The flag of China, accompanied by the regional flag of Hong Kong, slowly rose at the Extension to the Hong Kong Convention and Exhibition Centre (HKCEC) on July 1, 1997. “I did not sleep the entire night of June 30, because I was so excited to be involved in the ceremony,” said Choi.
The people of Hong Kong did not foresee the approaching destruction of the Asian financial crisis while Choi and the rest of Hong Kong were enjoying the happiness of Hong Kong’s reunification. “The Asian financial crisis hit Hong Kong around October 1997. I remember the short-term loan interest in Hong Kong banks rose sharply to more than 70 percent, and even ultimately to 100 percent, and therefore people could not do business.
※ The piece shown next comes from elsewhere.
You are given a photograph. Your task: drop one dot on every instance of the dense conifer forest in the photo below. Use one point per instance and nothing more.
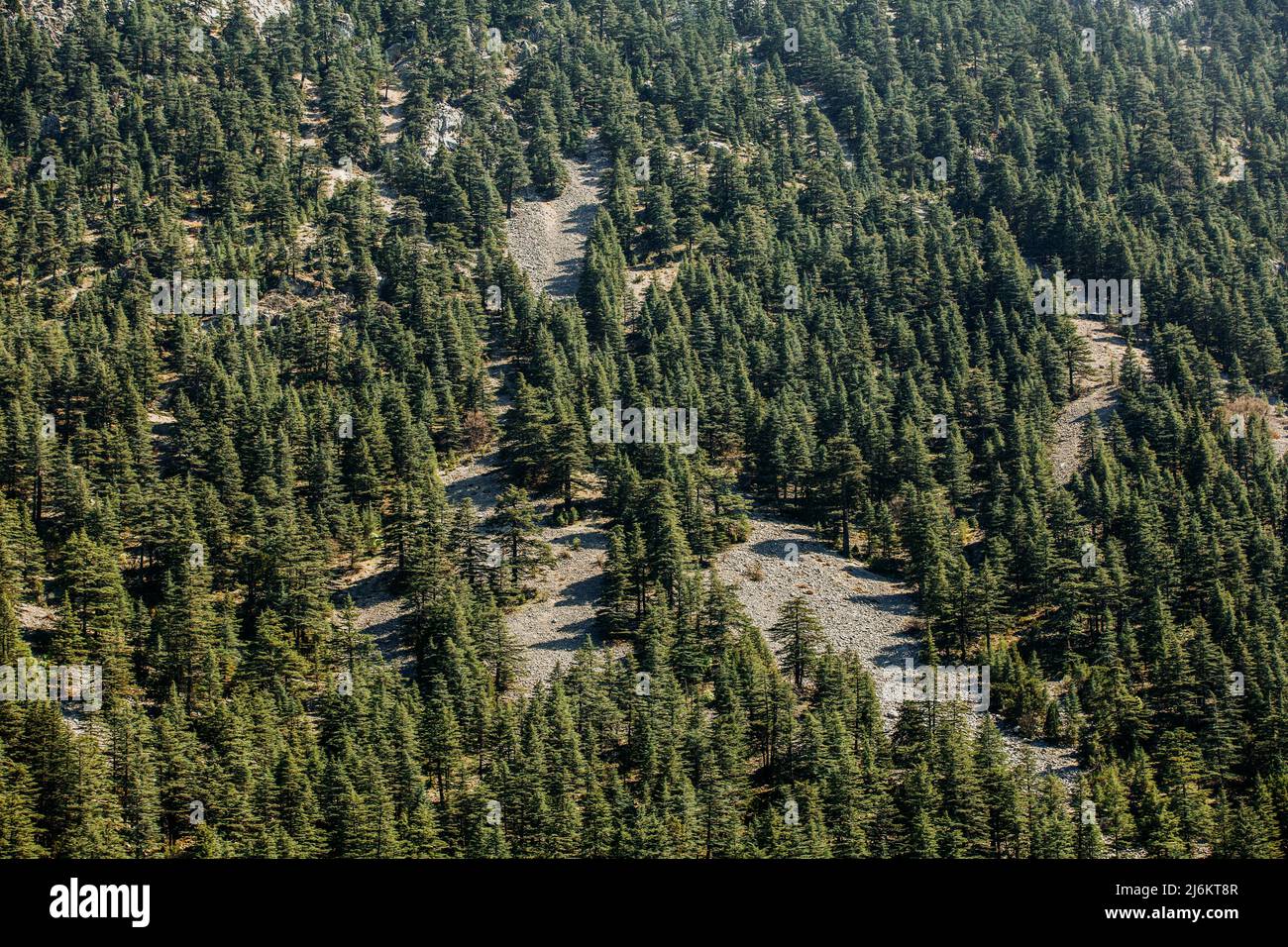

That was the first time I saw this situation,” he said, “At that time, many people believed Hong Kong was walking in a dark tunnel and there was no hope.”
At that time, the Hong Kong stock market and Hong Kong dollar were hit hard and international financial speculators had threatened to turn Hong Kong into a "super ATM." However, with the central government's policy of "maintaining Hong Kong's prosperity and stability at all costs," the Hong Kong Government finally succeeded in smashing the international speculators' plan on August 28, 1998, and maintained Hong Kong's financial stability.
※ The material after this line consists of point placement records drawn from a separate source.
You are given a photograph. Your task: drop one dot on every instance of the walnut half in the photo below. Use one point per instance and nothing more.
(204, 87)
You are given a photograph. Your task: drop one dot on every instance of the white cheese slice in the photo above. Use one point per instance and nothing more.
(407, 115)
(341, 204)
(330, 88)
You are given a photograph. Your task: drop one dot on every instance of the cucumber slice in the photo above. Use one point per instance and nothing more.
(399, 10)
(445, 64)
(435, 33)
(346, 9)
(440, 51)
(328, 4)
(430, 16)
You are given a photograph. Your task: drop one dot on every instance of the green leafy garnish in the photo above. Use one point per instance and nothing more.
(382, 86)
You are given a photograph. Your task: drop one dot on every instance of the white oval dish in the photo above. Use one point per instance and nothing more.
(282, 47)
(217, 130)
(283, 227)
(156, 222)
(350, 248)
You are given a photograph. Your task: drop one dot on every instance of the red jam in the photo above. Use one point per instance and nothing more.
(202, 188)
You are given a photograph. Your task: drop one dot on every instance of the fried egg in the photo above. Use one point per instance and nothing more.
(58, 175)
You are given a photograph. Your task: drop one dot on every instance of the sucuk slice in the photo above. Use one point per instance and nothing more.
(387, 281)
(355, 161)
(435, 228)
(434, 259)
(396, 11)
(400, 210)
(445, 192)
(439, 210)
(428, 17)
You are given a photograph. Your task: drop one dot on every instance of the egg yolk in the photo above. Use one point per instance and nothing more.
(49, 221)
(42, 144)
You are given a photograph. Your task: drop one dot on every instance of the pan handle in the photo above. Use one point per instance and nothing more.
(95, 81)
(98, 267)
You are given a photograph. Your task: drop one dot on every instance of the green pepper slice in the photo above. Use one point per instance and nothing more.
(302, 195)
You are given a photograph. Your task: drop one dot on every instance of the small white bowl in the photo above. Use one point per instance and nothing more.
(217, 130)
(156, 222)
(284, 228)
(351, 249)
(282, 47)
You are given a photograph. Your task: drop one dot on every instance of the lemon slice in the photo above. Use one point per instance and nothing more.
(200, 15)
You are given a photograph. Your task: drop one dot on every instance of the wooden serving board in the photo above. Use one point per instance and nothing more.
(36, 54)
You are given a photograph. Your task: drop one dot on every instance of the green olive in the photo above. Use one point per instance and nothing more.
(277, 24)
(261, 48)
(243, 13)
After the Asian financial crisis, Hong Kong successively survived the burst of the dot-com bubble in 2000, the SARS epidemic in 2003 and the global financial tsunami in 2008. Choi said all of these crises have an impact on Hong Kong's economy, and the region has gone through an unusual development process during the past 13 years. In the end though, it was always able to hold on and recover quickly from downturns.
In Choi's opinion, three reasons explain why Hong Kong can overcome these difficulties. First, its relatively strong economic base; second, its high adaptive capacity and the "Hong Kong Spirit" embodied by those people of Hong Kong who work hard and strive to do great things. As for the third important reason, he said, "It is because Hong Kong has been getting great support from the central government since it returned to the motherland. We can say that the central government will give Hong Kong anything it needs."
When SARS broke out in 2003, Hong Kong's economy fell rapidly. The central government immediately launched the "Arrangement for Establishing Closer Economic and Trade Relations between the Chinese Mainland and Hong Kong," and opened up the individual visit programs for mainland residents to Hong Kong and Macao, to help the region recover quickly economically. "Without the Chinese mainland as its strong backer, Hong Kong would find it difficult to solve these problems through these years, let alone enjoy today's stability and prosperity," said Choi.
Taking the Hong Kong stock market as an example, the total market value of the listed companies in the Hong Kong Stock Exchange in 1997 was 3.2 trillion Hong Kong dollars while the number at the end of April this year approached 18.1 trillion Hong Kong dollars. In 2009, the first public equity financing on the Hong Kong Stock Exchange amounted to nearly 244 billion Hong Kong dollars, ranking first in the world.